I lit our lanterns again and we followed the wall for a few dozen yards until we came to the bridge, exactly where it should have been, floodlights blazing. Somehow, the ghost of Mr Squirrel had hidden it from us in the fog.
“Finally.” Dawn held out the lantern. “Do you want this back?”
She avoided looking at me and it made my stomach clench. I told her to keep it as they’d need it to climb the steps.
“We’ll leave it in the car park for you. Let’s go, babes. Good luck, you two.”
The metal of the bridge clanged under their footsteps.
“I suppose you’re going to leave as well,” I said.
We turned to face the lighthouse, barely visible, its tapering tower thrusting high overhead, into the clouds, or so the fog would have us believe. The steady pulse of the beacon flared the air around it. The urgent footsteps of Nikesh and Dawn on the aluminium bridge carried crisply through the fog.
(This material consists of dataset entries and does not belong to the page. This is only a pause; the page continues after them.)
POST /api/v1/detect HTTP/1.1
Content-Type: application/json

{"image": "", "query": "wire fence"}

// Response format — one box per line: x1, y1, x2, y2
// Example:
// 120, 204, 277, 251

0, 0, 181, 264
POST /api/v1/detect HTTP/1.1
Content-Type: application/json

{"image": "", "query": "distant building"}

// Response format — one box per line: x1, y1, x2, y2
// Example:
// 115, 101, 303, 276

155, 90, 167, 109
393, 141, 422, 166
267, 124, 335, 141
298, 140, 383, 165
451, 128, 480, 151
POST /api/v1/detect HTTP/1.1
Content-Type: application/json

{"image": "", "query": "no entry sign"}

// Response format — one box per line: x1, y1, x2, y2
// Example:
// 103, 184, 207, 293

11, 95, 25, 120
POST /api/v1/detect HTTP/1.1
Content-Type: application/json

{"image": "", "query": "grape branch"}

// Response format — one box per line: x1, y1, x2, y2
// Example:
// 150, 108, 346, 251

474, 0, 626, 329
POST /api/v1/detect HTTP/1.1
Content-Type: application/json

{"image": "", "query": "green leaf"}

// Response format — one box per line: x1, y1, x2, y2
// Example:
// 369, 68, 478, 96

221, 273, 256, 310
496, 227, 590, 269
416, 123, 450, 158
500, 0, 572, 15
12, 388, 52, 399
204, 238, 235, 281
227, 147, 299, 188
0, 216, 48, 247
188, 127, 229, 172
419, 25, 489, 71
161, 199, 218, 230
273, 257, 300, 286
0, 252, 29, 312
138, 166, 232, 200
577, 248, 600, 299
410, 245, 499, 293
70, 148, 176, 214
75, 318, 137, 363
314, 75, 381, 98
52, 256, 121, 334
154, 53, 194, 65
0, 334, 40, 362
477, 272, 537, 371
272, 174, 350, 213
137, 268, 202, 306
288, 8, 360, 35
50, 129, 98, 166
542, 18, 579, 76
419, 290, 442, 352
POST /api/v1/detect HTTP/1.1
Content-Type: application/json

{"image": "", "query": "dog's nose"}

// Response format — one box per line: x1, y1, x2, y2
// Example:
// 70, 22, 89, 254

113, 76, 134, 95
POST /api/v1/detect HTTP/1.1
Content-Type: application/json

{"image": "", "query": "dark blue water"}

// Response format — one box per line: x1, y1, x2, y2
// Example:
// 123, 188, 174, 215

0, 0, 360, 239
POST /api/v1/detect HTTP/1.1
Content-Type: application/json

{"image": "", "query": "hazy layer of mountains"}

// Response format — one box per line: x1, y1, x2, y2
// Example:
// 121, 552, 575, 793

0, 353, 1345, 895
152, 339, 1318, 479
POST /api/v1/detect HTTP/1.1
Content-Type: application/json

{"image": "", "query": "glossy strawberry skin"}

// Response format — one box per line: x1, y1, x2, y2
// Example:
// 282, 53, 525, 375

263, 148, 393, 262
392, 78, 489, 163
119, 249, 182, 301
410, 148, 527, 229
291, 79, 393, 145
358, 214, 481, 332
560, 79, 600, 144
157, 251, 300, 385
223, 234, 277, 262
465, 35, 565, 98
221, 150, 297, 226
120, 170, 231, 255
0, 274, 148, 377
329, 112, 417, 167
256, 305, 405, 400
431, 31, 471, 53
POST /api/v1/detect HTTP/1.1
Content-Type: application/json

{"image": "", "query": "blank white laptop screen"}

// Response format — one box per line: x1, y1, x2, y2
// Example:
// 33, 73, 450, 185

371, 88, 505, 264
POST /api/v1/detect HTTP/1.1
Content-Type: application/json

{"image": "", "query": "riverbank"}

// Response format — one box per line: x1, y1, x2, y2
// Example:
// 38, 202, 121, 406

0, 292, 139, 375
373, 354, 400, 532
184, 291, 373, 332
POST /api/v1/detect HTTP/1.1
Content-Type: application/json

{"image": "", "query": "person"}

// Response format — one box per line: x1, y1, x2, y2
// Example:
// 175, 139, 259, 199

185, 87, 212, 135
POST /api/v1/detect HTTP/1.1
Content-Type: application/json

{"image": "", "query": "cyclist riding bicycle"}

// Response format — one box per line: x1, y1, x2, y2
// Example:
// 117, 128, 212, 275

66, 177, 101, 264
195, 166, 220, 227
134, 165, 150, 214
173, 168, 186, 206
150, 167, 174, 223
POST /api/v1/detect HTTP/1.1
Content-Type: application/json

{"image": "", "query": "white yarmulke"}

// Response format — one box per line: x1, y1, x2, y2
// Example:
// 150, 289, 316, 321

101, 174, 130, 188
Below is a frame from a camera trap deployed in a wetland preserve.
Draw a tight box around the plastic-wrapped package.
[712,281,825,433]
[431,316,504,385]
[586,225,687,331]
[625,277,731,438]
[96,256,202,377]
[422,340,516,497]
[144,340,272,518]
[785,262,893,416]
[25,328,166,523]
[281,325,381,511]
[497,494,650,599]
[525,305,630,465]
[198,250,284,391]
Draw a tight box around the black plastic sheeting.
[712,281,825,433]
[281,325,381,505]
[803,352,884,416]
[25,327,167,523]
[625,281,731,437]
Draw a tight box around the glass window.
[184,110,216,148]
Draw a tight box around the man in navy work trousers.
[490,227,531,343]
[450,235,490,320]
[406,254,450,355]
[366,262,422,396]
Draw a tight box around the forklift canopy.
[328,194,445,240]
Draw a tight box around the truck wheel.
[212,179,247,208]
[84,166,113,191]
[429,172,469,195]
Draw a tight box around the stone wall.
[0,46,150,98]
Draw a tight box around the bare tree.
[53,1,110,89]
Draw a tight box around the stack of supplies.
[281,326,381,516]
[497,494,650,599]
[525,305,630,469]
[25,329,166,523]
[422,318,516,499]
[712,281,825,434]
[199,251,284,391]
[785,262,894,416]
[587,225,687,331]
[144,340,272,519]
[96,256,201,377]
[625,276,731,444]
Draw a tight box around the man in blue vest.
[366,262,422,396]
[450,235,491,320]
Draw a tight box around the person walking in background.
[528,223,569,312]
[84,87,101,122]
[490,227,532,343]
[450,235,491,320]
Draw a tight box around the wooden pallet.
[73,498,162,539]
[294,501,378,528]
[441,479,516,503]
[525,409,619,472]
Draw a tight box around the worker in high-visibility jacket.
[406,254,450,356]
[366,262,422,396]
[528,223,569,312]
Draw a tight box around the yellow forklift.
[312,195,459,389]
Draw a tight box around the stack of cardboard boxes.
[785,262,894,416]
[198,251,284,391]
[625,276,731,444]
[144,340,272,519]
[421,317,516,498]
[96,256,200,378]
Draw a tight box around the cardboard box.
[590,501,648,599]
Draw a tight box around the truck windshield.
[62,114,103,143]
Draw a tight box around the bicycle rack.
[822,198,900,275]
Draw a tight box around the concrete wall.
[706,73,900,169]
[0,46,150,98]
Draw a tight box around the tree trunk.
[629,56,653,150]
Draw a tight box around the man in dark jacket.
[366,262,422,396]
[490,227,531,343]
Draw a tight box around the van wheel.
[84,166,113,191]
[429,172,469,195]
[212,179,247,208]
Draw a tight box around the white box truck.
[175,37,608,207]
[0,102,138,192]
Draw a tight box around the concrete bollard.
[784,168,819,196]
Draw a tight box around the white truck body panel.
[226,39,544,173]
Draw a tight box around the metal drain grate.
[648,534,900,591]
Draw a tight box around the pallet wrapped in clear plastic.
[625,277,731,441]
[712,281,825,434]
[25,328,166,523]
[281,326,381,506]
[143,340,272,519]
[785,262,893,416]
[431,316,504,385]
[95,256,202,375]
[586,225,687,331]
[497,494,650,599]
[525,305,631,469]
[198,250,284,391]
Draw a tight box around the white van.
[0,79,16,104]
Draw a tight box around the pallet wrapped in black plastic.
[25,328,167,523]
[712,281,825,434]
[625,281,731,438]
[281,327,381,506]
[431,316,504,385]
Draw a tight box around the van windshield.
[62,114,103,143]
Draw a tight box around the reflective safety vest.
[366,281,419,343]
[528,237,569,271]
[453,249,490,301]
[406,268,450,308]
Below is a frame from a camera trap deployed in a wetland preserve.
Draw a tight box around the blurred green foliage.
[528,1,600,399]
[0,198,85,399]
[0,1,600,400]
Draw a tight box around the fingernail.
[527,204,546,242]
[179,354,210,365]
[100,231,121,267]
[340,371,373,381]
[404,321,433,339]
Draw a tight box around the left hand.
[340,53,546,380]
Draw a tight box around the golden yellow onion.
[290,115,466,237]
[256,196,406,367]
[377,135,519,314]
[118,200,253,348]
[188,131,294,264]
“I should go.” Gaz didn’t look at me. Or he couldn’t. “I should go, but I can’t. I thought once people were gone, that was it. They were gone. But that’s not true. Sometimes they stick around.” He wiped his nose and I couldn’t tell if he was crying or not. He put his hand on my arm. “I’m sorry that I scared you. I’m sorry that I didn’t believe you.” His eyes were red, like he was holding back tears.
“That’s alright, mun,” I said.
He pointed to the lighthouse. “That poor bastard in there has been hanging around for two hundred years. Only he’s not doing it by choice, is he? I can’t shake the feeling that Baines is trapped. Suffering. So I can’t leave. Not yet.”
Chapter 20
8.31 p.m. Outside.
There was nothing inmy schedule about being outside this much or being this cold.
Gaz and I walked sluggishly away from the bridge, following the low wall. I wished I’d turned on the floodlights before running out of the museum. I held up my bright, yellow lantern to light our way. I couldn’t stop thinking about how Dawn had been when she left. She couldn’t look at me.
I hoped she didn’t hate me. I can’t bear it when people don’t like me. I know I shouldn’t care what people think. I’m probably never even going to see her again but still, it gets to me. I’m a people-pleaser, so I’ve been told. It’s always said as though it’s a bad thing but I don’t see how. What’s wrong with wanting people to be happy? What’s so bad about wanting to get along with everyone? If anyone suffers for it, I do, and, well, that’s nobody else’s problem, is it? I vowed to email her in the morning, just to make sure she and Nikesh were okay, and that there were no hard feelings. And then I’d check my phone every two minutes until I got a reply.
Stag’s Head Island got its name, no one would be surprised to hear, from the fact that it was shaped like a stag’s head. One of the “antlers” had collapsed into the sea about a century ago, but some photographs of it were on display in the museum. Both of the antlers would have been intact when Howard Baines was alive. I imagined him striding around the whole circumference of the place, king of his own little country. I wondered if he had a favourite spot, a place to stand and watch the sunrise, or maybe to sit and read. If I’d lived and worked here, I’d have needed to find a place to get away from the other keepers. A place to be alone with my thoughts.